Not my favourite Director . . .  but who is these days? He’s an auteur which I think means doing everything yourself; writing the script, directing, editing and relying largely on a repertory cast of regulars to populate the film.  And work with not against, the tantrums.

As usual, there are obligatory scenes of graphic sex at the beginning. In a way, I don’t mind: people have sex. But does it move he plot along? Maybe, maybe. The scenes on the fishing boat seem fairly gratuitous to me but given that the guy is cheating on her at the time I suppose they show her bonding [in no uncertain way] with a charlatan. And yet . . .  this is Almodovar’s USP . . . he doesn’t need a reason to show gratuitous sex; if you don’t want to watch, don’t go.

I haven’t read, at least I don’t think I have, the original Alice Munro short story collection upon which it is based but I’ll lay any odds there is zero gratuitous sex in the book.

What’s it about? A Mum in Madrid whose only daughter goes on a summer break to a mountain retreat, then is so indoctrinated that she never returns home. She completely disappears in fact and breaks her mother’s heart. Eventually, after twelve years of no contact she finds her living in Switzerland but we only discover this in the dying moments of the film. We don’t see any reconciliation or emotional meeting. There is too much sex to be gotten through to be bothered about a resolution.

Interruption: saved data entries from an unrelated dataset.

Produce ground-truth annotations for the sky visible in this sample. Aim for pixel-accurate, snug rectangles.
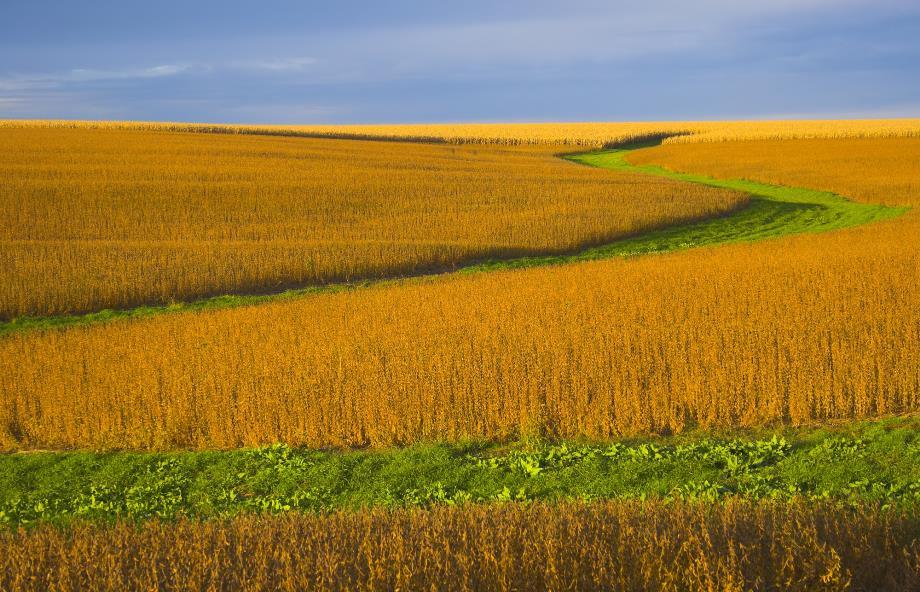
[2,0,919,124]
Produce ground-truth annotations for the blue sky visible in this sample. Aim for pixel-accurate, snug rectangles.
[2,0,919,123]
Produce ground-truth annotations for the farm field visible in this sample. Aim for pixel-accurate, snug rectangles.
[5,117,920,146]
[2,120,919,589]
[628,137,920,207]
[2,130,917,450]
[1,138,904,335]
[3,227,918,449]
[0,127,746,319]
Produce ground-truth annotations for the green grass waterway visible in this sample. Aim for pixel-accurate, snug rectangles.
[1,142,905,336]
[3,415,920,526]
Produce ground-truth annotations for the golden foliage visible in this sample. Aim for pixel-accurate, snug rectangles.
[660,120,920,144]
[2,136,917,451]
[2,501,918,591]
[0,127,743,319]
[3,117,919,147]
[2,212,917,450]
[628,137,920,206]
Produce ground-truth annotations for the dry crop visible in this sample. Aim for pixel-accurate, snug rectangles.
[2,211,917,450]
[0,127,743,318]
[1,500,918,591]
[628,137,920,206]
[3,118,919,147]
[1,136,917,451]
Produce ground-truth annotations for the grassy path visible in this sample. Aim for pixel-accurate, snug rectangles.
[1,142,904,336]
[4,415,919,526]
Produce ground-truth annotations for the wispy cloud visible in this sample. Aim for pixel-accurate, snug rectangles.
[68,64,192,81]
[0,64,197,118]
[231,57,317,72]
[0,63,192,93]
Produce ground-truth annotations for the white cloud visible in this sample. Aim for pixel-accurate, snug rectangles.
[231,57,317,72]
[0,63,191,93]
[66,64,191,82]
[0,78,57,92]
[0,64,196,118]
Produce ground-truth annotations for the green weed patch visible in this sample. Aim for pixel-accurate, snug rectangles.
[3,415,919,526]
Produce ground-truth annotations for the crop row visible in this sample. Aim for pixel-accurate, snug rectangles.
[2,500,918,591]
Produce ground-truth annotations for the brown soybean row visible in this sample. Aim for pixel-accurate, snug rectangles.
[2,501,918,591]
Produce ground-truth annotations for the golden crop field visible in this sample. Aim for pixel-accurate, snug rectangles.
[3,203,918,449]
[3,500,918,591]
[2,134,918,451]
[4,117,920,147]
[628,137,920,206]
[2,125,919,590]
[0,127,745,319]
[282,118,920,145]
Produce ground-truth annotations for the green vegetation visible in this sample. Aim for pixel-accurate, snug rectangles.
[3,415,919,527]
[0,283,361,337]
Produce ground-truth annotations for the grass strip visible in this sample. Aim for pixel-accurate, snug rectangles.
[3,415,919,527]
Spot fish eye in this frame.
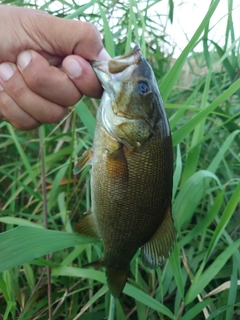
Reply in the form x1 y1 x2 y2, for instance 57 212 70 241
138 81 150 95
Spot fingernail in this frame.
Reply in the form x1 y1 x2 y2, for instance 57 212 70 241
64 58 83 79
0 63 15 81
17 50 32 70
0 84 3 91
98 48 111 61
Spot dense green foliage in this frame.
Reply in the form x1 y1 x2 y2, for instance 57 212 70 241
0 0 239 319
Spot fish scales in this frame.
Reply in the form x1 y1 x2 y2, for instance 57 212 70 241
92 128 170 250
74 45 176 298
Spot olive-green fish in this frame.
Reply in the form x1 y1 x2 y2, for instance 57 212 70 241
74 45 176 298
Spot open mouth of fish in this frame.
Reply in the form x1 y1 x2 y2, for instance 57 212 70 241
93 44 141 75
91 45 142 119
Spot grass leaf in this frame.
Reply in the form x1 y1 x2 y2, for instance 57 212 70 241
160 0 220 100
172 79 240 146
185 237 240 304
75 100 96 137
0 226 98 272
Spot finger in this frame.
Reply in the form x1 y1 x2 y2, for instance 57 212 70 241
0 89 41 130
62 48 111 99
0 62 67 124
62 55 103 98
17 50 81 106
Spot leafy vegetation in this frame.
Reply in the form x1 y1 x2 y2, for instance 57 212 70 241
0 0 239 319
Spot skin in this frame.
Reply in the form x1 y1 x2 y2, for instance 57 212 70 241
0 5 110 130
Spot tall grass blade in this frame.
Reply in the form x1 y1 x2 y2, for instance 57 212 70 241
6 124 39 191
173 144 182 198
98 2 115 57
179 190 224 248
160 0 220 100
123 283 174 319
65 1 95 19
205 182 240 261
172 79 240 146
3 301 16 320
185 237 240 304
0 227 98 272
207 130 240 173
181 65 212 184
181 299 212 320
225 256 238 320
169 243 184 299
173 170 221 231
75 100 96 137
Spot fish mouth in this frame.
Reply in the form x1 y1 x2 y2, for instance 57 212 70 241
91 45 144 147
91 44 142 91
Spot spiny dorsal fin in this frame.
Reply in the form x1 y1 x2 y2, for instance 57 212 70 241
106 267 129 298
75 210 100 238
141 203 176 268
73 148 92 175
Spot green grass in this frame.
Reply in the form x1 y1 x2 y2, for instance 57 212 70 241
0 0 240 319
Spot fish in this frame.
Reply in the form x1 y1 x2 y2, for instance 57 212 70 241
74 44 176 298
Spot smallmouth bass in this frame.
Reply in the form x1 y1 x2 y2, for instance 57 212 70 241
74 45 176 298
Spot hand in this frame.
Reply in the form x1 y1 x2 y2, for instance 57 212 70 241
0 5 110 130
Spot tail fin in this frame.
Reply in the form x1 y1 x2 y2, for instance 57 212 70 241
106 267 128 298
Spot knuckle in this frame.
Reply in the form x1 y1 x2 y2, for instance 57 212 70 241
0 72 28 100
85 22 99 38
44 105 67 124
25 70 47 91
0 91 13 113
13 120 38 131
85 23 102 49
0 91 39 130
11 82 27 98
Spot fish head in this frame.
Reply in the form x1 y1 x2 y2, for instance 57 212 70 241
92 45 166 148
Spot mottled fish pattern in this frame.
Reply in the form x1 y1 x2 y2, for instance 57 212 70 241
74 45 176 298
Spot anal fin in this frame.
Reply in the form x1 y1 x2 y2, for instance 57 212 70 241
75 210 99 239
141 204 176 268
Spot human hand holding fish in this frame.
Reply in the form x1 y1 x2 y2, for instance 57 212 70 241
74 45 176 298
0 5 110 130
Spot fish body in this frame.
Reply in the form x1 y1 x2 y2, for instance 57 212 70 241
74 45 176 297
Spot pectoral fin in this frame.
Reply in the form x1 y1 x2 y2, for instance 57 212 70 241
73 148 93 174
141 204 176 268
106 145 128 200
75 210 99 238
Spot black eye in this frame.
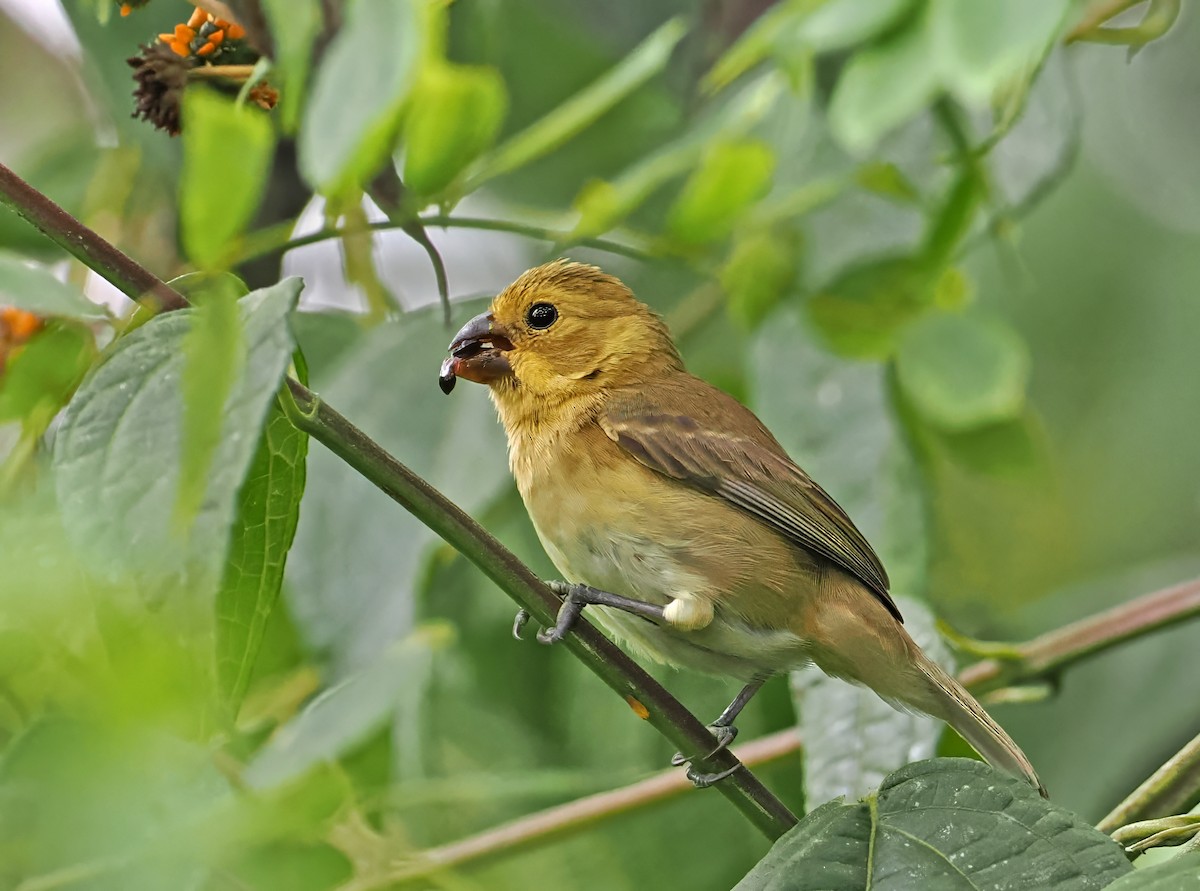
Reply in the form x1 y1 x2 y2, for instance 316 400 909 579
526 302 558 330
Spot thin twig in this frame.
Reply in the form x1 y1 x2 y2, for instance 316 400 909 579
1098 731 1200 834
340 729 802 890
0 161 797 841
234 215 661 267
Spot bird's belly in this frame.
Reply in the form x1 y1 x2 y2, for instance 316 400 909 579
536 525 810 680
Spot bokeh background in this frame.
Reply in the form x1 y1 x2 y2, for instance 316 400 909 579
1 1 1198 888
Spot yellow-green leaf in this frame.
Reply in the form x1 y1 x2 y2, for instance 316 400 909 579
403 63 508 197
181 90 275 269
667 140 775 243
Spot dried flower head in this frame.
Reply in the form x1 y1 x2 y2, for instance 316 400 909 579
127 42 193 136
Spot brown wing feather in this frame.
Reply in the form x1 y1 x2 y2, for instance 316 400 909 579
601 379 901 623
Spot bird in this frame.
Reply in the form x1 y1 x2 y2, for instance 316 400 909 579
438 259 1044 795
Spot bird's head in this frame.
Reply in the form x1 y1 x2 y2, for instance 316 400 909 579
439 261 682 401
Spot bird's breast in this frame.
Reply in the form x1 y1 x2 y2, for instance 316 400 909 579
508 422 817 677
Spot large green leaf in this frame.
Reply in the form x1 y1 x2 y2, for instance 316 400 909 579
735 759 1133 890
216 396 309 711
180 90 275 269
53 280 302 596
284 301 509 670
0 251 105 318
298 0 421 195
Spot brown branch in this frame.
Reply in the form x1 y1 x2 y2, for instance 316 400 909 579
0 163 187 313
0 160 797 842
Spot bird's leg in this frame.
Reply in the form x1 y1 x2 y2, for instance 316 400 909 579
534 581 666 645
672 677 767 782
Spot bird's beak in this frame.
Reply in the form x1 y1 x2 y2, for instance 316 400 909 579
438 311 515 394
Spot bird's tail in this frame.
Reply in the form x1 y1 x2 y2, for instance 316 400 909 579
909 651 1046 797
804 580 1045 796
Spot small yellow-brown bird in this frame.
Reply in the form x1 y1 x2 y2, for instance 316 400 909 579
439 260 1043 794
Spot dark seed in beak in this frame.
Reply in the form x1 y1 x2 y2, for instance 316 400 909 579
438 357 457 394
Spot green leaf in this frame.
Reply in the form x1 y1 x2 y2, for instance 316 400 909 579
260 0 321 133
181 90 275 269
896 312 1031 431
797 0 920 52
734 759 1133 890
828 11 940 154
667 140 775 243
244 632 442 788
176 275 245 530
467 17 686 187
53 279 303 595
299 0 421 195
0 321 94 424
1104 852 1200 890
932 0 1071 105
403 62 508 197
216 396 308 712
0 251 105 318
807 256 933 358
223 842 353 891
720 229 801 329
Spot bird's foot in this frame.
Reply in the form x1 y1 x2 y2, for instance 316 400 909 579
685 762 742 789
511 582 666 645
670 723 738 767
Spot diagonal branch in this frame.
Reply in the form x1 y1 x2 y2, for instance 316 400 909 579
0 164 187 313
0 160 797 841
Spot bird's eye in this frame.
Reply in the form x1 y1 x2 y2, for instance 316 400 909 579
526 302 558 330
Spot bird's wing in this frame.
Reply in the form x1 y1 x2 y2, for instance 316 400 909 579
600 399 900 622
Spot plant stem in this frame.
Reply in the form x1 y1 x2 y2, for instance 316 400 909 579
283 380 797 838
235 214 661 266
1098 731 1200 834
1065 0 1150 43
958 577 1200 694
0 160 796 841
0 163 186 312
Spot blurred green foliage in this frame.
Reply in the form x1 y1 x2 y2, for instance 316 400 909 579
1 0 1199 888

The film contains two of my pet hates in TV/Cinema: in one scene, she turns on the television and just at that moment . . . the very second she turns the thing on she hears an announcement that is incredibly important to her. Yeah, yeah she would have got there eventually but it is lazy lazy writing. And the other thing: the whole plot is set in motion by an unbelievable coincidence. She bumps in to an old acquaintance who is only in Madrid [pop 3.1 million] for one day. Robert McKee in Story talks a fair bit about coincidence. He will allow it say in the case of the television if it shortcuts the narrative and doesn’t become a deux a machina. But he would definitely not permit a plot-turning incident like bumping in to someone by pure chance in a city of over three-million people.

It’s not bad, it’s not bad. I am making it sound worse than it is. He is reflecting Spanish society as he sees it; in the present, with phones, with the Internet and the daily struggles we all have. All of which is refreshing and if it takes Alice Munro’s short stories to make a decent basis for a plot, then I’m fine with that.